Induction, exudation and the UV protective role of kelp phlorotannins

Abstract

This study examined the ability of kelp phlorotannin exudate to attenuate artificial UVB radiation and whether exposure to UV could affect short-term phlorotannin levels within Macrocystis integrifolia Bory, the surrounding seawater or affect the seawater UV transparency. A dilution series of seawater that had contained M. integrifolia, reduced UVB radiation in an inverse relationship. Phlorotannin levels detected in this contact seawater were also inversely related to UVB exposure. Increasing concentrations of seawater previously containing M. integrifolia with phlorotannin concentration from 0.5 to 10.5 μg ml −1, significantly increased ( P<0.05) the survivorship (from 0 to 100%) of germinating Laminaria groenlandica Rosenvinge meiospores grown under an artificial UVB radiation source. Short-term exposure of M. integrifolia blades to UVA and UVB radiation significantly ( P<0.05) increased phlorotannins within tissues (∼10% of dry tissue weight) as compared to PAR or dark exposed algae (∼8.5–7.5%, respectively).
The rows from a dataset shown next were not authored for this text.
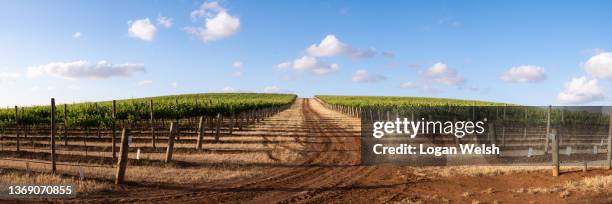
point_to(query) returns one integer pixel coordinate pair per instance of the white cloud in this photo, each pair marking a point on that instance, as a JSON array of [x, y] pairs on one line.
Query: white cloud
[[331, 46], [84, 69], [237, 64], [8, 77], [273, 89], [408, 85], [361, 54], [145, 83], [164, 21], [142, 29], [218, 24], [283, 66], [362, 76], [229, 89], [524, 73], [308, 63], [440, 73], [600, 66], [74, 87], [388, 54], [237, 73], [580, 91], [38, 89], [328, 47]]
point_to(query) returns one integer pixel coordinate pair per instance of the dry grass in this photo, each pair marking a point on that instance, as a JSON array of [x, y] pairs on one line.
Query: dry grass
[[596, 184], [20, 178], [261, 151], [599, 184], [450, 171]]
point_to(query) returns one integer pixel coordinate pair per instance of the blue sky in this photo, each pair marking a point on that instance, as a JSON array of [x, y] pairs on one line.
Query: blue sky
[[524, 52]]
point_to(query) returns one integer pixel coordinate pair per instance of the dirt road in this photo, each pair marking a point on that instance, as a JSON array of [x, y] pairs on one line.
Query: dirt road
[[328, 170]]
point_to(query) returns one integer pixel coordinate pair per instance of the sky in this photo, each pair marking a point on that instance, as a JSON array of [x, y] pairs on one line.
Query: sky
[[522, 52]]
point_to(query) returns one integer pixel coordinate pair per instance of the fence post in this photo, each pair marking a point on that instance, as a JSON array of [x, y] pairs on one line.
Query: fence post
[[114, 130], [219, 121], [610, 141], [492, 133], [232, 121], [153, 138], [123, 158], [53, 156], [65, 124], [170, 144], [200, 133], [555, 153], [17, 127], [547, 130]]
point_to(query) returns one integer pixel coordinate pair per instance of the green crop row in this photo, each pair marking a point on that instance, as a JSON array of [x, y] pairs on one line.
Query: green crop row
[[164, 107], [449, 109]]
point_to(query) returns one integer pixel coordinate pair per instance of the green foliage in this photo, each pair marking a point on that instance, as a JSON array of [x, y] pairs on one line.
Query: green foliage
[[449, 109], [166, 107]]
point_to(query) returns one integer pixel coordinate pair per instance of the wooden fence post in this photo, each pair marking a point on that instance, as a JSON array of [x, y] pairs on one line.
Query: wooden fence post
[[200, 133], [152, 123], [610, 141], [65, 125], [555, 153], [114, 130], [492, 134], [170, 144], [53, 156], [241, 121], [219, 121], [123, 158], [17, 126], [232, 121], [547, 130]]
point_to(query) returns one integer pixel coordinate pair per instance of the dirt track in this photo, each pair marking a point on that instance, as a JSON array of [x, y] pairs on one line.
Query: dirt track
[[328, 170]]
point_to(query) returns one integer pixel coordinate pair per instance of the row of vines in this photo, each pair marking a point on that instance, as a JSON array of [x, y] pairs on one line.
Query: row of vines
[[165, 107], [450, 109]]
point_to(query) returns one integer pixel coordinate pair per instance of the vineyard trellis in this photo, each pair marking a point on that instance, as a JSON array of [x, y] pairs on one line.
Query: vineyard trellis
[[77, 120], [508, 116]]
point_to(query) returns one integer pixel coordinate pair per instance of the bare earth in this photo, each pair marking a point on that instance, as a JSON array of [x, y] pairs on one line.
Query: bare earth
[[326, 169]]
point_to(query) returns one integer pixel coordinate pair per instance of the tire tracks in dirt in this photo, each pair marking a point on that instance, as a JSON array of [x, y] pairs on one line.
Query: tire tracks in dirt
[[330, 172]]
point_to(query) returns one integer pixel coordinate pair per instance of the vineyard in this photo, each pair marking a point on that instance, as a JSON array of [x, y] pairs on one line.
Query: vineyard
[[277, 148], [166, 107], [98, 137]]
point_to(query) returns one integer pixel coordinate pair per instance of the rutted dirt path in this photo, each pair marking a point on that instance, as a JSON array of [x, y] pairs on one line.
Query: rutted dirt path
[[328, 170]]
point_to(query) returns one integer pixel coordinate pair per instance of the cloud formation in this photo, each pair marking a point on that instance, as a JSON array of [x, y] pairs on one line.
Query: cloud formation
[[599, 66], [275, 89], [524, 73], [84, 69], [229, 89], [142, 29], [331, 46], [442, 74], [8, 77], [145, 83], [580, 91], [237, 64], [408, 85], [308, 63], [362, 76], [164, 21], [218, 24]]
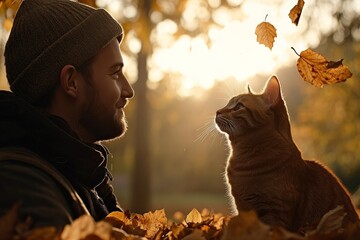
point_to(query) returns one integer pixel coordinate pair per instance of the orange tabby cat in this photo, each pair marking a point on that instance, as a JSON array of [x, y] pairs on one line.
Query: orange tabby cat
[[265, 171]]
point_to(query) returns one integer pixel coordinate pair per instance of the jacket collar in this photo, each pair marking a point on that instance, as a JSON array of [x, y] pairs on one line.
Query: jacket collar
[[52, 138]]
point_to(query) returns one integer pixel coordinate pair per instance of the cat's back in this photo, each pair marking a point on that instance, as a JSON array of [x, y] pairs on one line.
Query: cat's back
[[324, 192]]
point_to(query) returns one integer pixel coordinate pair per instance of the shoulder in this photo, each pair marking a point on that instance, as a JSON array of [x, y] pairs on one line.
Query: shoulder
[[39, 194]]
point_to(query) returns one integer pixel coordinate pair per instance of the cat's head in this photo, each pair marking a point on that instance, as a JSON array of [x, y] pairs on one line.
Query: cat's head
[[248, 112]]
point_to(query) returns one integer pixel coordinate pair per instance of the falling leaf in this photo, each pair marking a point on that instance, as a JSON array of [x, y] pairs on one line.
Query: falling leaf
[[295, 12], [266, 34], [315, 69], [194, 217]]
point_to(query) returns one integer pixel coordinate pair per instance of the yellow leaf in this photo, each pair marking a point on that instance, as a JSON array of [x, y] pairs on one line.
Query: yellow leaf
[[315, 69], [266, 34], [153, 222], [295, 12], [194, 217]]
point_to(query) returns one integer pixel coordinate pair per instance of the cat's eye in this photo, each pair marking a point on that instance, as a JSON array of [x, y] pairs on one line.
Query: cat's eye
[[238, 106]]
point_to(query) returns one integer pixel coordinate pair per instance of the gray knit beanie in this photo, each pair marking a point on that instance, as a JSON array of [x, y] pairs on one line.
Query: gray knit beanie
[[49, 34]]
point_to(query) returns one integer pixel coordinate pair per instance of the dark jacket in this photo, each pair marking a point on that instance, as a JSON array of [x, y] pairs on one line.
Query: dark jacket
[[42, 198]]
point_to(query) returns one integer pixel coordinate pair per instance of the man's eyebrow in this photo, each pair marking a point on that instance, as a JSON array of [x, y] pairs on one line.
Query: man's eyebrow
[[116, 66]]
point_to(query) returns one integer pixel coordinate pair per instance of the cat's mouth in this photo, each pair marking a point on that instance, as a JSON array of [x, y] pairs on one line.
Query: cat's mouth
[[222, 124]]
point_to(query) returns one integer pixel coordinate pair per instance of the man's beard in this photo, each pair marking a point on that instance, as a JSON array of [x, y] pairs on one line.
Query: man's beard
[[103, 122]]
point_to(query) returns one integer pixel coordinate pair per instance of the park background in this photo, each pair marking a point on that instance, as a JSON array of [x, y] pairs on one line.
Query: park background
[[186, 58]]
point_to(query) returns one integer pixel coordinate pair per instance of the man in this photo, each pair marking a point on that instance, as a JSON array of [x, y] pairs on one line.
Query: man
[[64, 67]]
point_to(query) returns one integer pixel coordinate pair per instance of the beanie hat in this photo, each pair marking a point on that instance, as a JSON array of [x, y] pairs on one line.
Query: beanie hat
[[49, 34]]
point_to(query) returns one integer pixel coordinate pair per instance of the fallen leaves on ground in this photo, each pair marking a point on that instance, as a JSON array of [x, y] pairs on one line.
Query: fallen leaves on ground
[[318, 71], [295, 12], [266, 34], [195, 226]]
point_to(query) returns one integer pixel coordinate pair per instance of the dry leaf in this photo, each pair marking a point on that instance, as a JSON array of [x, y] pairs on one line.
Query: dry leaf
[[194, 217], [315, 69], [153, 222], [295, 12], [266, 34]]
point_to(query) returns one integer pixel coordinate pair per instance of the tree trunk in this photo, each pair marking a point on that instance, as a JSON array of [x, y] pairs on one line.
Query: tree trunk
[[141, 194]]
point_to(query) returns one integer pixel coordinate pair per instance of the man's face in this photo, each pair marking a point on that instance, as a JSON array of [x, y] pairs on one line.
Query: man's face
[[106, 95]]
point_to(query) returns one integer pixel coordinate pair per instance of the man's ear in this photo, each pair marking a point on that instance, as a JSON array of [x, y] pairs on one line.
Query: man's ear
[[68, 80]]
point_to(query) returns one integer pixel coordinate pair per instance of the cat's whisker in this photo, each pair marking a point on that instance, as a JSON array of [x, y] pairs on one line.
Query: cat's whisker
[[206, 130]]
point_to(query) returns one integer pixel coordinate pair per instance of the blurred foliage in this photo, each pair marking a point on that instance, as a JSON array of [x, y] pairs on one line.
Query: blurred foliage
[[330, 117]]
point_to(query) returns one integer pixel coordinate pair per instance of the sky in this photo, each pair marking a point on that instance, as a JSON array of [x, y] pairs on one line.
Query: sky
[[234, 51]]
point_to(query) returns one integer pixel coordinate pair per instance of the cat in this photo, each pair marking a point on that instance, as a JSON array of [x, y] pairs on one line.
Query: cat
[[265, 171]]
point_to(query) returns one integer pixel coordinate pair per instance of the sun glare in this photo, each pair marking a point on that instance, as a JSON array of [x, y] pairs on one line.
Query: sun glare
[[233, 51]]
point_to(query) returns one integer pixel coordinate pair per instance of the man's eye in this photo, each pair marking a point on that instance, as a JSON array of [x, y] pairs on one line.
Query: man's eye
[[238, 106], [116, 75]]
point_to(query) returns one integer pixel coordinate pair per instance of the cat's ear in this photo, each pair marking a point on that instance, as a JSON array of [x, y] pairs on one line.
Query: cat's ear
[[272, 92]]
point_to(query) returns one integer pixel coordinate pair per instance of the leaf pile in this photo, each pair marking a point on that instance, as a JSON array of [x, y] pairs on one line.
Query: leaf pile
[[196, 226]]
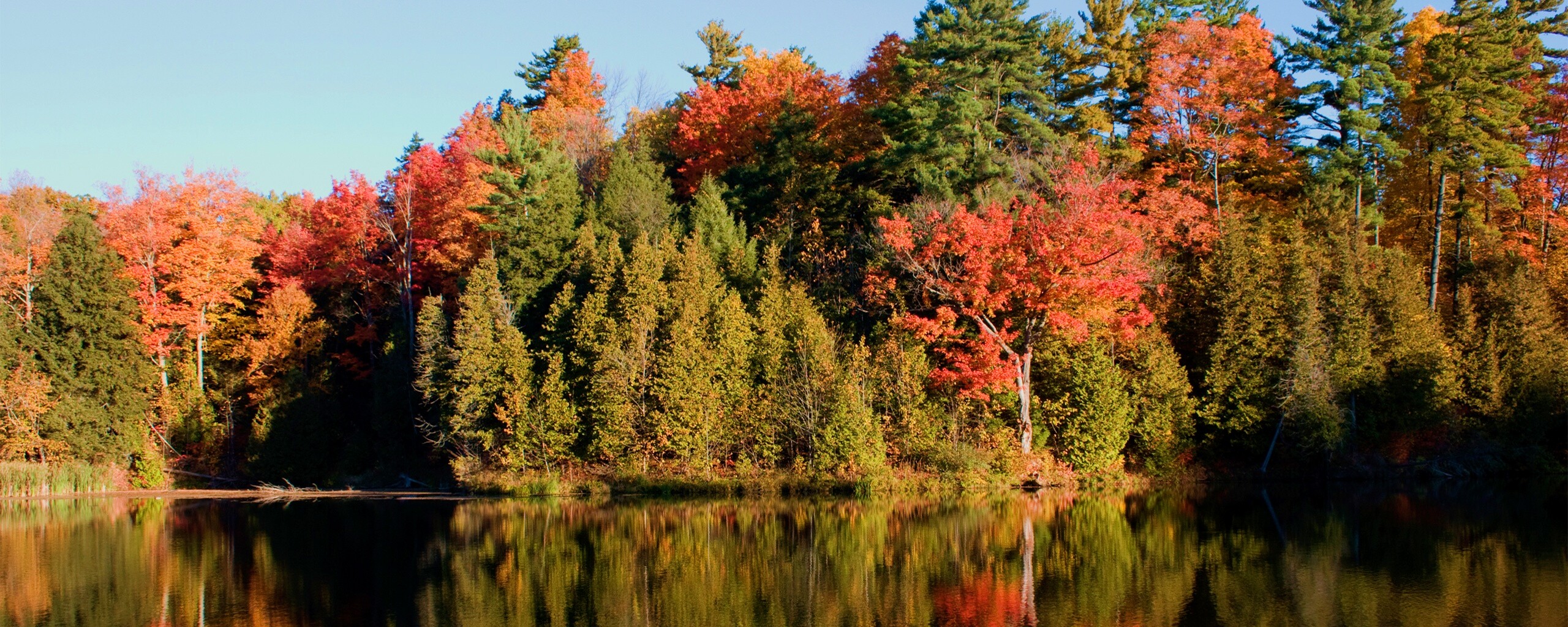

UVA radiation was found to significantly ( P<0.05) increase contact seawater UVB absorbance from ∼0.01 to 0.025 (Abs 300 nm g −1 wet blade), which was mirrored, though not significantly ( P>0.05), by concentrations of phlorotannins within contact liquid. Results suggest that phlorotannins from macroalgal sources are produced and released into seawater during periods of UVA stress but degraded by UVB and can, at low concentrations (>0.84 μg ml −1), reduce the impact of UVB exposure to UV-sensitive kelp meiospores. Kelp beds are significant point sources of water soluble UV-screening compounds, and may form natural UV-refugia along coastal shores.